Рензик мигом перестал улыбаться, и злобно сощурился.

– Слышь, ты за языком-то следи. Будешь много каркать – клюв набок своротят, понял?

– Да ну? – Коул обернулся. – Что, прямо-таки сам своротишь? или дружков попросишь?

– Седьмой, Тринадцатый! Что за трёп?!? – прогремело с галереи. – А ну, живо работать! По штрафам соскучились?

Обменявшись напоследок угрюмыми взглядами, мальчишки разошлись. Коул перешёл к станкам третьей линии – здесь вытачивались шестерни.
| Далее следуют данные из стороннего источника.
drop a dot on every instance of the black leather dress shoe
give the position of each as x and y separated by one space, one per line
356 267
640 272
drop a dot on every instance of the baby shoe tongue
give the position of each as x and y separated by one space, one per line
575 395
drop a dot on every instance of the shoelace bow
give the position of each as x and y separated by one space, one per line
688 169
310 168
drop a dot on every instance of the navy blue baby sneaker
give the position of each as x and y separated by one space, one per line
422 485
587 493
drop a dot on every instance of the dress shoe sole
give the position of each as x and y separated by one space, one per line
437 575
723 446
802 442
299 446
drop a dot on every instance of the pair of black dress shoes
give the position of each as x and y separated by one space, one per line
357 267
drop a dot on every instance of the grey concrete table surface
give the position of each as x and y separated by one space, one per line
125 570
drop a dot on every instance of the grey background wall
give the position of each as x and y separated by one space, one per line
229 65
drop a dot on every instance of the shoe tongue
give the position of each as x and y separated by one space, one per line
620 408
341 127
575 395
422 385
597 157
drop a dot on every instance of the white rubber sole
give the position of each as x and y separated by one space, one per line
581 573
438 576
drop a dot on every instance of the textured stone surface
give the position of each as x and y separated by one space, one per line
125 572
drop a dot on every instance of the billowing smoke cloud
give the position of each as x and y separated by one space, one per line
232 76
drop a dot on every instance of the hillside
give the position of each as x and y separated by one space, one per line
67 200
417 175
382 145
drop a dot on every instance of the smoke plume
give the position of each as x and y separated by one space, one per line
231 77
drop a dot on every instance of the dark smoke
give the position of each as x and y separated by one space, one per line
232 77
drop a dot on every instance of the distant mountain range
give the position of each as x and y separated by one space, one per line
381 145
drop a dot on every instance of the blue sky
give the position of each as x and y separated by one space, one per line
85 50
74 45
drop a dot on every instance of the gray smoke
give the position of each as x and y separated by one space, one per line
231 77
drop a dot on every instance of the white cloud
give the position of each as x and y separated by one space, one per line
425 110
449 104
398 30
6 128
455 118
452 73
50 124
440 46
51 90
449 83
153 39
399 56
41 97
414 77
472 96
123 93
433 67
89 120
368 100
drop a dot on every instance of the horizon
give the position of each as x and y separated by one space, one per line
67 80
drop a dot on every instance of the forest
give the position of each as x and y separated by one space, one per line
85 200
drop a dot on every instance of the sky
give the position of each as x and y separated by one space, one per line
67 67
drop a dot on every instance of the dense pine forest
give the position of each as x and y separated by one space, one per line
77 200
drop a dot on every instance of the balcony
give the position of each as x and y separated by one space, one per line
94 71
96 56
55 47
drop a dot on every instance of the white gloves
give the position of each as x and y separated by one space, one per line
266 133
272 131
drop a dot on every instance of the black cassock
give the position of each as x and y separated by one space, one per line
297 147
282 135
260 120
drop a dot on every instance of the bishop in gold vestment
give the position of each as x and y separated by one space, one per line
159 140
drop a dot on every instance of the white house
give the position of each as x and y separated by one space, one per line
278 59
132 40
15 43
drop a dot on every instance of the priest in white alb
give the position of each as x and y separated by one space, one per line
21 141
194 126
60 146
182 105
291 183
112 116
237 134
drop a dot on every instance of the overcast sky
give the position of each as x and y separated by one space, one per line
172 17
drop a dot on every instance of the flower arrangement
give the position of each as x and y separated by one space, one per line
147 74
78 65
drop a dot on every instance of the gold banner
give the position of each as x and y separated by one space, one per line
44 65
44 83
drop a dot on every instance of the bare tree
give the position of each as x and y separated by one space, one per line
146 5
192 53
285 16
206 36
На зажатой в тисках пластине был начерчен контур, похожий на солнышко: рабочий аккуратно обводил деталь по контуру жужжащей фрезой, вырезая её из пластины. На пол, искрясь, сыпались опилки.

Иногда от скуки Коул воображал, что работает в парикмахерской и подметает остриженные волосы под креслами. Длинные, ломкие стружки – чьи-то вьющиеся локоны, мелкие крутые завитки – тугие кудряшки, а опилки – колючая щетина…

– Не задерживать работу! Не отвлекаться! – громогласно наставлял в рупор Геруд, как раз-таки отвлекая работников. – Уборщиков на вторую линию! Седьмая линия, активней! Девятый станок, почему работа стоит?

– Виноваты, господин управитель! – отозвался мастеровой. Девятый станок и впрямь не работал: кожух был снят, и механик копался в блестящих зубчатых внутренностях механизма. – В чём дело, не поймём. На третьей скорости подача отказывает – резец должен к детали приводиться, а его заедает. Вроде и пружины все целы, и сцепление есть…

Коул не выдержал, и подался к механику.

– Может, приводящая пружина не отрегулирована? – подсказал он. Механик удивлённо взглянул на мальчишку. – Прошлая смена на этой линии работала, пружины в коробке скоростей заменяла. Если у приводящей пружины натяжение забыли отрегулировать, то она и резец не сможет сдвинуть. Проверьте…

– Ты, это! – Механик наконец-то понял, что ему указывает уборщик, и оскорбился. – Иди щёткой махай, мелкота! Тоже мне, советчик нашёлся.

Ничего другого ждать и не стоило. Коул покорно отошёл, и вновь принялся сметать в совок металлические обрезки. И вовсе он не «мелкота» – худой, смуглый подросток на полголовы выше многих сверстников.

– Ага! – спустя минуту раздался среди шума голос мастерового. – Точно, пружина слабая!

– Ну, вот! – торжествующе отозвался механик. – А что я говорил? Я сразу понял!..

И так всегда. Коулу нравилась техника, его восхищало устройство часовых механизмов, где каждый зубчик, каждый винтик – часть одного большого процесса. Больше всего ему хотелось подняться от уборщика хотя бы до помощника механика: и платят хорошо, и любимое занятие. Но на заводе его никто всерьёз не принимал.

Собрав полный совок стружки и опилок, Коул подошёл к большим весам у стены и высыпал всё на широкий металлический «поднос» у самого пола. Поднос слегка просел, взвесив очередную порцию отходов – а потом с тихим щелчком накренился, и стружка ссыпалась в открывшуюся дыру в стене. В подземном бункере её рассортируют и пустят в переплавку. Ничто не должно пропасть даром, каждая крупица металла, каждая минута времени – всё идёт в дело, во имя процветания Империи.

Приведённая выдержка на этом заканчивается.